Union boss urges community to 'wake up' to King's Lynn hospital crisis
A senior union official has warned that staff at Lynn's Queen Elizabeth Hospital are at "breaking point" and drastic action is needed to solve its problems.
The comments come just hours after a Care Quality Commission report declared the hospital remained inadequate and will remain in special measures.
But Lynn's MP has backed bosses to turn around its fortunes.
Peter Passingham, Eastern region organiser for Unison, said the findings should be a "wake-up call" both to bosses and the general public.
He said: “It’s a wake-up call to managers that the hospital can no longer be expected to run on the goodwill of its employees.

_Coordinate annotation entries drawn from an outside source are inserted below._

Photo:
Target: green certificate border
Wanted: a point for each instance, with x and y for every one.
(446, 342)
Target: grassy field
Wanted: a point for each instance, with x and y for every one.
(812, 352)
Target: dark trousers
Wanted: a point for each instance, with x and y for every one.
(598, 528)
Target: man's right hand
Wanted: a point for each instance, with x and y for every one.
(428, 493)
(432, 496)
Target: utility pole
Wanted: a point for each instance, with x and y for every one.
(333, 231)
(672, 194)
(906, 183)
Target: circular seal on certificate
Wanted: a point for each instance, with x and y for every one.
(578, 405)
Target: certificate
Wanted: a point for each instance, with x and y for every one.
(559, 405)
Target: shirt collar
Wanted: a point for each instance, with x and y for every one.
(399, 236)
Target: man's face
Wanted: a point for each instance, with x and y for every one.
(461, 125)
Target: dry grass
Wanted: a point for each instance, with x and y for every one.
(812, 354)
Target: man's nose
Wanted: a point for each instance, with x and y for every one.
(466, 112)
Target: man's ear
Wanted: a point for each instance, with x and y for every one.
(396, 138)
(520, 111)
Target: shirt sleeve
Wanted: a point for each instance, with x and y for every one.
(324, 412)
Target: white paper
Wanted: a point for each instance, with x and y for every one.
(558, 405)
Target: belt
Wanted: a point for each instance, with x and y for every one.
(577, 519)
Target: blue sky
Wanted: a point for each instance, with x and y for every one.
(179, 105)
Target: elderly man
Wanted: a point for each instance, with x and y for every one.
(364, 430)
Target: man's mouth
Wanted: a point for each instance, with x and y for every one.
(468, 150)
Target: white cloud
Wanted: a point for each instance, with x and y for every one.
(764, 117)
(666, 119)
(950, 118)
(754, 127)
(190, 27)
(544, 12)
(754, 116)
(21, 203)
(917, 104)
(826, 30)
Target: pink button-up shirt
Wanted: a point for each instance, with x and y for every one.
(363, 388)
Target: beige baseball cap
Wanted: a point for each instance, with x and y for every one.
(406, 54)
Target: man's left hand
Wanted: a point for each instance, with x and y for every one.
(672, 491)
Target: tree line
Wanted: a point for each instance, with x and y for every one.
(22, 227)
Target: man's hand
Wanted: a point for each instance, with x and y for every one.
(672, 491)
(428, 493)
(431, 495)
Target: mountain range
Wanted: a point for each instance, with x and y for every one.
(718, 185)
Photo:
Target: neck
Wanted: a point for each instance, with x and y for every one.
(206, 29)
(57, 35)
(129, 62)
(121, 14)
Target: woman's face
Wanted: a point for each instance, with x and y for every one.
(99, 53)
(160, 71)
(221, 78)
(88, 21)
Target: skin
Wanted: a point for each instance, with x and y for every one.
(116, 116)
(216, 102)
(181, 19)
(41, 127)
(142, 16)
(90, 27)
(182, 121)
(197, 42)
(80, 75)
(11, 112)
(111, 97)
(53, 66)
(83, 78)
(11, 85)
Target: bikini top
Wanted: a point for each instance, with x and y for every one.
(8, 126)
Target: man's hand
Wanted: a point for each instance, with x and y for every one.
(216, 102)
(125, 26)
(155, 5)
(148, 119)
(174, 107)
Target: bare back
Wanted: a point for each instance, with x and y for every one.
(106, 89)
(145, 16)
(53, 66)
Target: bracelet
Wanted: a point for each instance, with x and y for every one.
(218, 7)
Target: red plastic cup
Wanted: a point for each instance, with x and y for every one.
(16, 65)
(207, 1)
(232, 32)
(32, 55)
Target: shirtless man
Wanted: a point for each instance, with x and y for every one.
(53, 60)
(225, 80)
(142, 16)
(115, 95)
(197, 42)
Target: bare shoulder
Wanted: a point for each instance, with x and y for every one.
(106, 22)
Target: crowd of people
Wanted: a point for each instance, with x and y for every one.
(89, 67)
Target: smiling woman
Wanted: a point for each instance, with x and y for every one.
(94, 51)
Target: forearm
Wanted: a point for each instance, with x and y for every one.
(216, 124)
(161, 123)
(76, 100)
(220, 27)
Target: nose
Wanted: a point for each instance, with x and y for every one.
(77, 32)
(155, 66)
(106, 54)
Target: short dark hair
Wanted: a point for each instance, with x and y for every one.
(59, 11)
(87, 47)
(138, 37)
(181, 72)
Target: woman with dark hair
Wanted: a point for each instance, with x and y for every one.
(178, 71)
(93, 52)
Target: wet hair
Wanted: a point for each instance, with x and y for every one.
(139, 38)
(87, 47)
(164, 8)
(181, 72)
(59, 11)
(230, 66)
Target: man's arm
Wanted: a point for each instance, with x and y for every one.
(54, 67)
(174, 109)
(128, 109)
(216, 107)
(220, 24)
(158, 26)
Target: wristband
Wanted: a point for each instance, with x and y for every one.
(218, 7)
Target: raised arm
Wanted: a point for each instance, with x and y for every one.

“Piling more and more work onto staff already stretched to breaking point is the perfect way to lose the sympathy of even the most dedicated workforce.
“Hospital bosses urgently need to make a serious commitment to working with staff and trade unions to turn QEH around and make it an attractive place to work."

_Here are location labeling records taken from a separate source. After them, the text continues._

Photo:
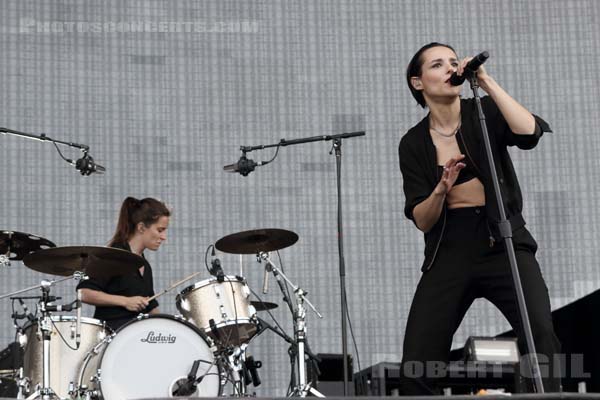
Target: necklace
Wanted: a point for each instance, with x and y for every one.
(443, 133)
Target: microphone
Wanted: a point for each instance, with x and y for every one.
(86, 165)
(252, 366)
(78, 326)
(29, 315)
(470, 69)
(244, 166)
(216, 270)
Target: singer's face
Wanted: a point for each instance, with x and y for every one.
(154, 235)
(439, 63)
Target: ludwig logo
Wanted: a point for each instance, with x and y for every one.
(159, 338)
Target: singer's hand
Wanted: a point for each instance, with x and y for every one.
(135, 303)
(482, 76)
(451, 170)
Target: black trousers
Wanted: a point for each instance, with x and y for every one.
(468, 267)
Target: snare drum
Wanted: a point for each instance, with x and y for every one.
(221, 309)
(150, 357)
(65, 358)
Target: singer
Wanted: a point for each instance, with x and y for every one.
(142, 225)
(450, 198)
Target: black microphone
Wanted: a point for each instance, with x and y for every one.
(86, 165)
(471, 67)
(252, 367)
(29, 315)
(244, 166)
(216, 270)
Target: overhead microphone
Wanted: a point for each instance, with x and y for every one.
(87, 166)
(244, 166)
(471, 67)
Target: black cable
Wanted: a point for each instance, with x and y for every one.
(283, 270)
(268, 311)
(61, 336)
(206, 257)
(352, 332)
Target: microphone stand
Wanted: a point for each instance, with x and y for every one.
(43, 138)
(506, 233)
(85, 164)
(337, 146)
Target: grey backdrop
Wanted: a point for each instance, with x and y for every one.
(165, 106)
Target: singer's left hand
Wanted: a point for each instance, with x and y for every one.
(482, 76)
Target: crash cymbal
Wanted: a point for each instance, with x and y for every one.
(19, 244)
(255, 241)
(263, 305)
(95, 261)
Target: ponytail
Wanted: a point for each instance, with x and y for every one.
(134, 211)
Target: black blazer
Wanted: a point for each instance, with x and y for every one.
(418, 164)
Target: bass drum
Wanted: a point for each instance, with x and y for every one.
(152, 356)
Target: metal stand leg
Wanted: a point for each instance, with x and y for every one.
(301, 388)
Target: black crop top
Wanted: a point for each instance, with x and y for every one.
(465, 174)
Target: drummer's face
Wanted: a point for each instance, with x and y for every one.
(155, 234)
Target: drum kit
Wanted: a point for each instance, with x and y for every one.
(200, 352)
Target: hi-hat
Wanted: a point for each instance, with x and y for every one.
(95, 261)
(16, 245)
(255, 241)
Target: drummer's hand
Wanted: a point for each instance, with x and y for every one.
(136, 303)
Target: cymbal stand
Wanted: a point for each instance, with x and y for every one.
(301, 388)
(234, 361)
(5, 258)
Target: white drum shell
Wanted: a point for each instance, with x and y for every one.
(146, 358)
(226, 303)
(65, 361)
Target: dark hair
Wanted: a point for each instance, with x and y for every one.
(134, 211)
(414, 69)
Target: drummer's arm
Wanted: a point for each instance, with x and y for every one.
(99, 299)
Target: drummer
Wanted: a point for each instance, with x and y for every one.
(142, 225)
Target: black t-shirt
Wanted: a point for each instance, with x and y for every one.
(134, 284)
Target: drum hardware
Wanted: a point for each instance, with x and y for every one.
(173, 286)
(16, 245)
(301, 388)
(263, 305)
(44, 330)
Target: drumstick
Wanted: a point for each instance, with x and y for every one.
(173, 286)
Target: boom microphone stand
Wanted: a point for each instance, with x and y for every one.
(506, 233)
(244, 166)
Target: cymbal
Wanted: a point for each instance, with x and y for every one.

He added: “This is also a wake-up call to the people of West Norfolk.
“QEH managers can only do so much when it’s the decisions made in Westminster that have brought our local hospital to its knees.

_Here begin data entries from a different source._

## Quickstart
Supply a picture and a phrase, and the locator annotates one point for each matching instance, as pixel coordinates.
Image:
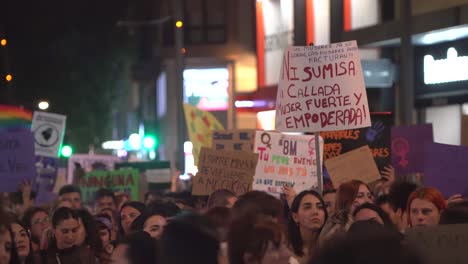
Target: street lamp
(43, 105)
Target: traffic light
(66, 151)
(150, 142)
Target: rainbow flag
(14, 117)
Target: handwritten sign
(377, 137)
(224, 169)
(408, 148)
(445, 168)
(234, 139)
(125, 180)
(285, 159)
(357, 164)
(321, 88)
(16, 159)
(446, 244)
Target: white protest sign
(48, 130)
(285, 159)
(321, 88)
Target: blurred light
(113, 144)
(122, 153)
(135, 141)
(244, 104)
(66, 151)
(152, 155)
(149, 142)
(43, 105)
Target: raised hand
(374, 131)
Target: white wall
(446, 122)
(364, 13)
(278, 26)
(322, 22)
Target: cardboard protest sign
(80, 164)
(224, 169)
(377, 137)
(16, 159)
(445, 244)
(125, 180)
(48, 130)
(445, 168)
(242, 139)
(285, 159)
(408, 148)
(200, 125)
(321, 88)
(357, 164)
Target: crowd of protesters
(356, 223)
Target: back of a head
(257, 203)
(189, 239)
(455, 213)
(399, 194)
(141, 248)
(220, 198)
(367, 243)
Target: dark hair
(257, 203)
(455, 213)
(30, 213)
(142, 248)
(63, 213)
(381, 200)
(192, 233)
(92, 235)
(220, 198)
(30, 257)
(294, 233)
(367, 242)
(69, 189)
(101, 193)
(399, 193)
(381, 213)
(346, 194)
(164, 209)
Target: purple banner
(408, 148)
(47, 169)
(16, 159)
(446, 168)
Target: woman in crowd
(36, 220)
(307, 217)
(425, 206)
(262, 243)
(350, 195)
(62, 247)
(22, 242)
(129, 212)
(155, 217)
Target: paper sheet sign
(445, 244)
(242, 139)
(285, 159)
(224, 169)
(357, 164)
(321, 88)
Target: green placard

“Despite its hardships, QEH is still expected to find millions of pounds in savings this year to help go some way towards balancing the books in Norfolk, a task that, due to chronic government underfunding, just doesn’t seem possible while providing residents with the healthcare they need and deserve.
“People need to tell their MPs that things just aren’t good enough – we need to see change before these wounds get so deep they won’t heal.”
North West Norfolk MP Sir Henry Bellingham said the findings were "extremely disappointing", but backed the hospital's leadership to turn things around.
He said: "We now have an exceptionally able chairman and an outstanding chief executive. Also, many other very senior positions have been filled in recent months.
"This means that it really is not fair to judge them on a few months performance, especially when we know that there are a number of key initiatives in place that are already having a beneficial impact.”
Sir Henry said he would be seeking a meeting with bosses, adding: “I will make it very clear to them that they are incredibly fortunate to have so many exceptionally dedicated staff, who work tirelessly, day in, day out, to do their level best for patients.
"These staff deserve the highest calibre management and leadership, and this is exactly what I believe they now have.
"This hospital has gone through numerous changes in the past, but I do believe they are now better placed than ever to complete their turnaround programme.”